5.2 Foreign investment in the London property market helps to support economic growth. Through the creation of hundreds of thousand of jobs, which contributes to around three per cent of United Kingdoms gross domestic product, overseas capitol has a defined effect on our economy (Challis, A. 2019). The Berkeley group estimates that 4.5 jobs are created for every new home built. Currently, the UK is building property at half of the demand rate. This means there’s potential for more jobs to be available, and for the economy to be stimulated further (Challis, A. 2019). It can be argued that reducing the levels of foreign investment could have a number of negative impacts on jobs and the economy.
6.The affordable housing crisis
6.1There is currently a domestic housing crisis throughout the UK; this problem is particularly acute in London. It’s believed that foreign investment has contributed to this problem.
6.2The report from the Sheffield University, SPERI, presents Land registry data from 2014. It states that annual property prices increased thought the UK by 5.3 percent in 2014, with and average property prices of £170,000. Prices increased in London by around 13.8 percent, with average property prices of £414,356.

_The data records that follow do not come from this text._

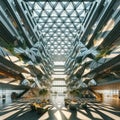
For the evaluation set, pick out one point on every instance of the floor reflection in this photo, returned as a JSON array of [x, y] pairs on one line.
[[94, 111]]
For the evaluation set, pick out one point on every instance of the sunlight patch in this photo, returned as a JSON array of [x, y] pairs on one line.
[[44, 116]]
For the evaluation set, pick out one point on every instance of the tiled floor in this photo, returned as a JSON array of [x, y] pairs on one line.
[[95, 111]]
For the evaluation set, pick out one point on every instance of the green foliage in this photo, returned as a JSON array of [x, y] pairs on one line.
[[43, 91]]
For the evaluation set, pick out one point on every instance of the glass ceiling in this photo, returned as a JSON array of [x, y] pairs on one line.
[[59, 22]]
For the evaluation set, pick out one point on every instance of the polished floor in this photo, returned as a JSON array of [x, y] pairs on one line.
[[95, 111]]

6.3 The average wage in London is £35,703. (Payscale 2019). An income of £100,000 would be required to buy a 3-bedroom house (SPERI 2016).
6.4 The report then goes on display census data on property vacancy. The current vacancy rate in London’s super-prime property is 5.4 per cent compared to a vacancy rate of 2.9 per cent across the rest of London property.
7. How changes to stamp duty Laws have affected foreign investment
7.1The way the government is trying to solve this problem
7.2 New stamp duty laws have been implemented to try to restore a level playing field between foreign investment and UK residents (Baycat, H. 2018).
7.3 Properties are desired, and often purchased, by foreign investors. They’re often able to outbid a London native, therefore pushing them out of the housing market by driving house price inflation (Baycat, H. 2018). The London market is currently experiencing a dip in housing prices, however the average cost of a semi-detached property is still £580,000, which is way out of reach for most London residents. Stamp duty was increase by 1% with a potential increase of 3% in the future. This change will provide millions of pound more of tax revenue, but at what loss?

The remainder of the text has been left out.